Back then, we looked at the percentage of tweets containing URLs, and the percentage of tweets that were retweets, as well as the total number of tweets in each dataset:

From: Axel Bruns and Stefan Stieglitz. “Quantitative Approaches to Comparing Communication Patterns on Twitter.” In Klaus Bredl, Julia Hünniger, and Jakob Linaa Jensen, eds., Methods for Analyzing Social Media. 20-44.

I’m keen to update that study with new data from more recent hashtags, and we’ve already started to work through our own archived datasets to generate further metrics. But our datasets are limited to the research interests we’ve pursued over time, and to Australian and international topics.

So, I’m wondering whether we could build this up to a much larger collection by taking a collaborative, crowdsourced approach: if anyone else out there has Twitter datasets from the past few years, could you run a handful of quick analyses over your archives and share the results? What we’d need are:

  • Hashtag(s) or keyword(s) used to capture the dataset
  • Timeframe of capture (from/to date)
  • Total number of tweets
  • Total number of tweets containing URLs – using the regular expression /http/
  • Total number of tweets containing retweets – using the regular expression /(\”@|RT @|MT @|via @)[A-Za-z0-9_]+/

You could leave those details in the comments attached to this post, or email them to me at a.bruns(at)

This is an experiment, in the spirit of AoIR collegiality. Would anyone be interested in sharing the metrics for their datasets? In return, I’d be very happy to include you as a contributing author in the paper we’ll eventually develop from this. Thanks in advance!

About the Author

Dr Axel Bruns leads the QUT Social Media Research Group. He is an ARC Future Fellow and Professor in the Creative Industries Faculty at Queensland University of Technology in Brisbane, Australia. Bruns is the author of Blogs, Wikipedia, Second Life and Beyond: From Production to Produsage (2008) and Gatewatching: Collaborative Online News Production (2005), and a co-editor of Twitter and Society, A Companion to New Media Dynamics and Uses of Blogs (2006). He is a Chief Investigator in the ARC Centre of Excellence for Creative Industries and Innovation. His research Website is at, and he tweets as @snurb_dot_info.

Related Articles


(12) Readers' Comments

  1. Great idea, here we go:

    1) Hashtag #hhwahl (for regional election in Hamburg, Germany on 15th feb 2015)
    2) Januar 19th to march 1st 2015 (6 weeks / 42 days)
    3) Total number of tweets: 58.283
    4) Total number of tweets containing URLs: 37.737
    5) Total number of tweets containing retweets: 40.134

  2. First response – thank you Jan ! Keep ‘em coming !

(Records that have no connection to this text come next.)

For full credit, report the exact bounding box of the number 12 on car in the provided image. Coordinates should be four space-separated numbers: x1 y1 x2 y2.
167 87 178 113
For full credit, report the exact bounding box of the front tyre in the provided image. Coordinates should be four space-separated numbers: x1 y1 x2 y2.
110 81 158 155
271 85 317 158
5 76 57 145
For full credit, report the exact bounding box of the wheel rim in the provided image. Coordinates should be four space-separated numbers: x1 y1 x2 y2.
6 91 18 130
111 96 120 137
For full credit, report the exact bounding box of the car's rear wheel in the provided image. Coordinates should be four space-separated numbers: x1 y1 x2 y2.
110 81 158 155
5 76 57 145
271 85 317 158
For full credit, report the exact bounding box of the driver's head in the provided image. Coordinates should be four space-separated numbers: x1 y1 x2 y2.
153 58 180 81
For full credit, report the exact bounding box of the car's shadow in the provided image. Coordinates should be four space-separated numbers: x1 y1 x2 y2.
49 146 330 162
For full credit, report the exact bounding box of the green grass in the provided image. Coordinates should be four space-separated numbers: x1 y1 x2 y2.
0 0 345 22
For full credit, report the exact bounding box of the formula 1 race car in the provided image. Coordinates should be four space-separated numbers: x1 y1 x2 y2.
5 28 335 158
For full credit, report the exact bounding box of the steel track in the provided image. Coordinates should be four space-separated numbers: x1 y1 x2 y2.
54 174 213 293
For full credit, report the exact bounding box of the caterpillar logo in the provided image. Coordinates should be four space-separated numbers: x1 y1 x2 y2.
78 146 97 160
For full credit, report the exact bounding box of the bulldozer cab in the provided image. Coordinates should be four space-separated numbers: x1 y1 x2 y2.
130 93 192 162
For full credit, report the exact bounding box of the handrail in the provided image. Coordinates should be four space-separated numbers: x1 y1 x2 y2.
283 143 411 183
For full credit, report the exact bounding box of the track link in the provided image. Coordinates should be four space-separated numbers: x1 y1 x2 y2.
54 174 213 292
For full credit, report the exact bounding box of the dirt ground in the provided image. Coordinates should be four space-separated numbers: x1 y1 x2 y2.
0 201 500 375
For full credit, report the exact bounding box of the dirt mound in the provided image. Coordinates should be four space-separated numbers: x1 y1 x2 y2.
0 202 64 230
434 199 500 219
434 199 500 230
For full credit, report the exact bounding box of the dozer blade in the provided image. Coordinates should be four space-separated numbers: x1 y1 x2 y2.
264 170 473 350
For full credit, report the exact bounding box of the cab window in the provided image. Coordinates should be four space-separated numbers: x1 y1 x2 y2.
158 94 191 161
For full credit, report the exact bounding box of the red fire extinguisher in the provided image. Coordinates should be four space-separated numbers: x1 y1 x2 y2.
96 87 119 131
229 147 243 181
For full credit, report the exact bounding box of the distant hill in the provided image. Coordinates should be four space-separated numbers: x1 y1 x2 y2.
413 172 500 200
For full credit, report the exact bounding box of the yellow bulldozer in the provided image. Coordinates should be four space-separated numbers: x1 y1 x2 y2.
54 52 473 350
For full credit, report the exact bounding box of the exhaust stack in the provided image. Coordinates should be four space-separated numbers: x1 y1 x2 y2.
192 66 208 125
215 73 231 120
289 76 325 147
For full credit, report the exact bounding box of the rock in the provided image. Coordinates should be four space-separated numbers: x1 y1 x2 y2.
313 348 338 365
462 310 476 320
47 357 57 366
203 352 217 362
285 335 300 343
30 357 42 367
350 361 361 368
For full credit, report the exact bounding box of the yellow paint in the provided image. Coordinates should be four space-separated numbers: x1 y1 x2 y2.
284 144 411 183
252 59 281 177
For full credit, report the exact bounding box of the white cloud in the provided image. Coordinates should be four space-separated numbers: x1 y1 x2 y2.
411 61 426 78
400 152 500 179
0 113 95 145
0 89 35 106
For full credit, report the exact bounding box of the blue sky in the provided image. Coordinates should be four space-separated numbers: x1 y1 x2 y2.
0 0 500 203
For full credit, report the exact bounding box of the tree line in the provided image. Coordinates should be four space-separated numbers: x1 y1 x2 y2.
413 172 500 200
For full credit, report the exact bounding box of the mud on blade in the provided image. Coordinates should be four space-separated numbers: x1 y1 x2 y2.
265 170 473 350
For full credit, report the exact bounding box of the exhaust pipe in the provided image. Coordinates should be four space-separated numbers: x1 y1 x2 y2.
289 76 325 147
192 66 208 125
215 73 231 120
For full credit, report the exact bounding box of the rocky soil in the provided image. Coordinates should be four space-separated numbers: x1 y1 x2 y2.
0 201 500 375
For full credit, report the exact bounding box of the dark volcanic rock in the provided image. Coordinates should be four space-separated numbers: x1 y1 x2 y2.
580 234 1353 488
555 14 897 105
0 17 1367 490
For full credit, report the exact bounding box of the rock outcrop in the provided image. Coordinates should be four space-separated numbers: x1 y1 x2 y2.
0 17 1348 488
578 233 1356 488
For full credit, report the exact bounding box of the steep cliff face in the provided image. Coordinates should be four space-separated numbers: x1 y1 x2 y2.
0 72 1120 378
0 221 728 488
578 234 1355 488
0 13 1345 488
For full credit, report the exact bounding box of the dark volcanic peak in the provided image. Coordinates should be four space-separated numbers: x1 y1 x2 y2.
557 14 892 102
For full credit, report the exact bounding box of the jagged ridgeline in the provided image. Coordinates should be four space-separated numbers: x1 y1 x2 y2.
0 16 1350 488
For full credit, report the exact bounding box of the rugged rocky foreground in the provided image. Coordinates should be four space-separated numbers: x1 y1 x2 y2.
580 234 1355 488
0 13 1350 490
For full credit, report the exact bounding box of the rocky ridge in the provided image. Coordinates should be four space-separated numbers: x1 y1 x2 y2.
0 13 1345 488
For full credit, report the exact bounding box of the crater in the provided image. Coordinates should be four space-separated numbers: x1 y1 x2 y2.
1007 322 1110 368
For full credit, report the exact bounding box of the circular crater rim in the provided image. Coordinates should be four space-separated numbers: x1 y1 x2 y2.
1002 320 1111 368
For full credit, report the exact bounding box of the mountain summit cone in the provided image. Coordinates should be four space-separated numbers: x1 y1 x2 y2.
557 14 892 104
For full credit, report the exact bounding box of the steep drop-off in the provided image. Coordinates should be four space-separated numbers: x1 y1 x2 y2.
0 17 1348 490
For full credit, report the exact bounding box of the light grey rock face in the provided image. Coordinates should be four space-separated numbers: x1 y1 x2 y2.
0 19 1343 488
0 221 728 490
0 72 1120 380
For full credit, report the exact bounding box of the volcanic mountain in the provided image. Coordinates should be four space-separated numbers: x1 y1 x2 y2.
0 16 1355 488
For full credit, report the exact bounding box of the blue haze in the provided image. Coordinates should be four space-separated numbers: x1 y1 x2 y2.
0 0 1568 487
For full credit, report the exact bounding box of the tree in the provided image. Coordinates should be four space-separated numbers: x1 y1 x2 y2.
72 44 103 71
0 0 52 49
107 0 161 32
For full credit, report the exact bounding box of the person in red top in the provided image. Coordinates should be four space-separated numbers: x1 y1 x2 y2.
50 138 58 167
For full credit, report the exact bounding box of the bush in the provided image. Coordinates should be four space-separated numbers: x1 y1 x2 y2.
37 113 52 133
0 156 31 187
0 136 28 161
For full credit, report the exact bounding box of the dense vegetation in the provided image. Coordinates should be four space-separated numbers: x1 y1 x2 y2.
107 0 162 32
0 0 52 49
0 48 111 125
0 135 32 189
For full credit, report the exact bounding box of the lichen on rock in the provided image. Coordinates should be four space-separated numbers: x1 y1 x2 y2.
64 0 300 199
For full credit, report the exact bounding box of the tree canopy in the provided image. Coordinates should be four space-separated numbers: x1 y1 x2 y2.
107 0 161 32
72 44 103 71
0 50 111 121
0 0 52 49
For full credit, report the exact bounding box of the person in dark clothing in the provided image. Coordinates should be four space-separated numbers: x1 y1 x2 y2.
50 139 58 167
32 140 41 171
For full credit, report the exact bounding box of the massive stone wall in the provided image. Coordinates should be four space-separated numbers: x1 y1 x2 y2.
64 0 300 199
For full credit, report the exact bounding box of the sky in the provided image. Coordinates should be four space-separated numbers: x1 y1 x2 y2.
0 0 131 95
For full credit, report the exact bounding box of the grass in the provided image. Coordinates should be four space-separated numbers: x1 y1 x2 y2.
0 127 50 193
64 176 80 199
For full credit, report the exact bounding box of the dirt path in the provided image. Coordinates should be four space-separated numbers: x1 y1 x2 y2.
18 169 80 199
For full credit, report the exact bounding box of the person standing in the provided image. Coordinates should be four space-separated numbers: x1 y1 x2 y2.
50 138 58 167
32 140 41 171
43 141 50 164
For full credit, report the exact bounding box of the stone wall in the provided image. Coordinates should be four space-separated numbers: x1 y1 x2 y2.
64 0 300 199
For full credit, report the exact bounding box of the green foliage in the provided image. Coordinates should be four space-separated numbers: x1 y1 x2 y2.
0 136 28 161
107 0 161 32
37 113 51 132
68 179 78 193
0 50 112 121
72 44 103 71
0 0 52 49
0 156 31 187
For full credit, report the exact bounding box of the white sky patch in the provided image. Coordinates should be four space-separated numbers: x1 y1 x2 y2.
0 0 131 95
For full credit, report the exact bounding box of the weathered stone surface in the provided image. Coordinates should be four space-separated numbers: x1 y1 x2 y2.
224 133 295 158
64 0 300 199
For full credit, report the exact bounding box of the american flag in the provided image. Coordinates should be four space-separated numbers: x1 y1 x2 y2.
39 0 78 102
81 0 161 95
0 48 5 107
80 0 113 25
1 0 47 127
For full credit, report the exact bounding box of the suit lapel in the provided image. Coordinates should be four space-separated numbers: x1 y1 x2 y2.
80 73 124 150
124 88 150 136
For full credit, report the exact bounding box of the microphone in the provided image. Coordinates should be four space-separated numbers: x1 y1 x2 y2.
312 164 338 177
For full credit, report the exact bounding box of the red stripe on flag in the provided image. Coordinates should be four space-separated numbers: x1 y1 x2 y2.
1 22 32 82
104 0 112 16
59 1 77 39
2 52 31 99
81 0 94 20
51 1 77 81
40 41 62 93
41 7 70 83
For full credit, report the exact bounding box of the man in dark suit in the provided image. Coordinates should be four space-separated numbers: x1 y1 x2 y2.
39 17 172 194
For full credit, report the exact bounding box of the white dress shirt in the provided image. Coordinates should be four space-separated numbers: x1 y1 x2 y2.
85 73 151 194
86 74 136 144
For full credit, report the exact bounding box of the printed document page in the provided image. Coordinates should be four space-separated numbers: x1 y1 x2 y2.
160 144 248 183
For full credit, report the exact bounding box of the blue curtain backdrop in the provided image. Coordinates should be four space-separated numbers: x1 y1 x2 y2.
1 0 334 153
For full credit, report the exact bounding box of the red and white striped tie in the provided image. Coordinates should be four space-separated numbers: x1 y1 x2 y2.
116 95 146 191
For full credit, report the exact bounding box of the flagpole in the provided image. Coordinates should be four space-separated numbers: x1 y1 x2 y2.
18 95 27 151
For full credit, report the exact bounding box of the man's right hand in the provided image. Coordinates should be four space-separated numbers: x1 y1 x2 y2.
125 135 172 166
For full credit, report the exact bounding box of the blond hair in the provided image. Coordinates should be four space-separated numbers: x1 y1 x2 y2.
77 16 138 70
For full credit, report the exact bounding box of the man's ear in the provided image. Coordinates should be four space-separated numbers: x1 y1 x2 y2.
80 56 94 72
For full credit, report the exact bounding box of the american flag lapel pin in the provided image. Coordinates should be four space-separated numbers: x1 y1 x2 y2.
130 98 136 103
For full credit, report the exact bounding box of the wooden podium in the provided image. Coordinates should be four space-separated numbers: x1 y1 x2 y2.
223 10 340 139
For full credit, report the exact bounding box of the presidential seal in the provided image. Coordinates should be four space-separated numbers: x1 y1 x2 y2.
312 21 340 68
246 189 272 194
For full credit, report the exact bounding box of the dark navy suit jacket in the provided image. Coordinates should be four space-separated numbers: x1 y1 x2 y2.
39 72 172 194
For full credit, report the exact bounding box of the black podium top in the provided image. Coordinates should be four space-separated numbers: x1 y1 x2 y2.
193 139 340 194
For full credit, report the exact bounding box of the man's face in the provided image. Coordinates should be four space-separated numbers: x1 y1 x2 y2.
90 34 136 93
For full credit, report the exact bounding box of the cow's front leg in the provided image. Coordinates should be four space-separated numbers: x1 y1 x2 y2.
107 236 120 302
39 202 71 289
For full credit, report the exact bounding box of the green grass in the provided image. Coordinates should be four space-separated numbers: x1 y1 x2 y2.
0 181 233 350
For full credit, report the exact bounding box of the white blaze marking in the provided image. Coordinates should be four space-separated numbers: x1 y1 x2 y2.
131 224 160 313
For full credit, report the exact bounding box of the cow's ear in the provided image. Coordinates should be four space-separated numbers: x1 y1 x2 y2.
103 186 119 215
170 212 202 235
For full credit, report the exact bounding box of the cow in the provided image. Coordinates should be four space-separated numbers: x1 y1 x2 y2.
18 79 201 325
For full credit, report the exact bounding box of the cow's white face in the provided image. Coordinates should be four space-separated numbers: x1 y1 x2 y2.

  3. I will soon provide the information about my dataset. In the meanwhile I’ve created a Google Form to simplify the data collection:

  4. Brilliant, thanks Fabio !

  5. It is an interesting idea. We collected Twitter data of 2014 Taiwan sunflower movement and 2014 Hong Kong umbrella movement. Each was collected by several keywords. I will provide the data to you later!

    • Fab – thanks, Yu-Chung !

  6. Hi

    Hashtag(s) or keyword(s) – #bigdata
    Timeframe – Tue, 30 Jun 2015 12:39:44 to Sun Sep 27 2015 03:32:26
    Total number of tweets -1040644
    Total number of tweets containing URLs –
    Total number of tweets containing retweets –

    part of a set…

    #analytics – 403748 Tue, 30 Jun 2015 13:17:30 to Sun Sep 27 2015 03:32:26
    #iot 1051596 Tue, 30 Jun 2015 13:17:47 to Sun Sep 27 2015 03:32:26
    #datascience 179621 Tue, 30 Jun 2015 13:18:14 to Sun Sep 27 2015 03:32:26
    #deeplearning 113215 Tue, 30 Jun 2015 13:18:47 to Sun Sep 27 2015 03:32:26
    #data 463725 Tue, 30 Jun 2015 13:19:06 to Sun Sep 27 2015 03:32:26
    #machinelearning 139813 Tue, 30 Jun 2015 13:20:25 to Sun Sep 27 2015 03:32:26
    #internetofthings 169557 Tue, 30 Jun 2015 17:57:39 to Sun Sep 27 2015 03:32:26

    keen to get involved though with teaching commitments unable to spend enough time on this. Email at and I can forward you the url to access them directly.

    • Brilliant, thank you !

  7. Is it mandatory to use the regular expressions? Due to the structured nature of the JSON-format one might simply count the occurrences of the respective field (or entities). My data is stored in a MongoDB, so it was more convenient to use it’s aggregation-functionality (thus, the data might not be comparable, but I will replicate that with the (imo more error-prone) regular expressions later on. Anyway, you`ll find my preliminary data in Fabio’s form.

    • Brilliant, thank you. Nothing’s mandatory – but I don’t think the JSON fields in the API payload from Twitter necessarily pick up on all instances of what we would classify as a retweet (i.e. RT, MT, HT, via, “@, etc.)…

  8. I got a dataset of Fortune 1000 CEOs’ tweets in 2014, I’m not sure if it can be useful to you because it contains a variety of hashtags.

    • Hi Vincent,

      thanks for this. That’s an interesting dataset, but you’re right, it’s probably beyond the scope of this exercise as we’re focussing on hashtags and keywords. We have a bunch of datasets focussing on tweets by and to populations of politicians, and those datasets are outside of the scope for this one, too…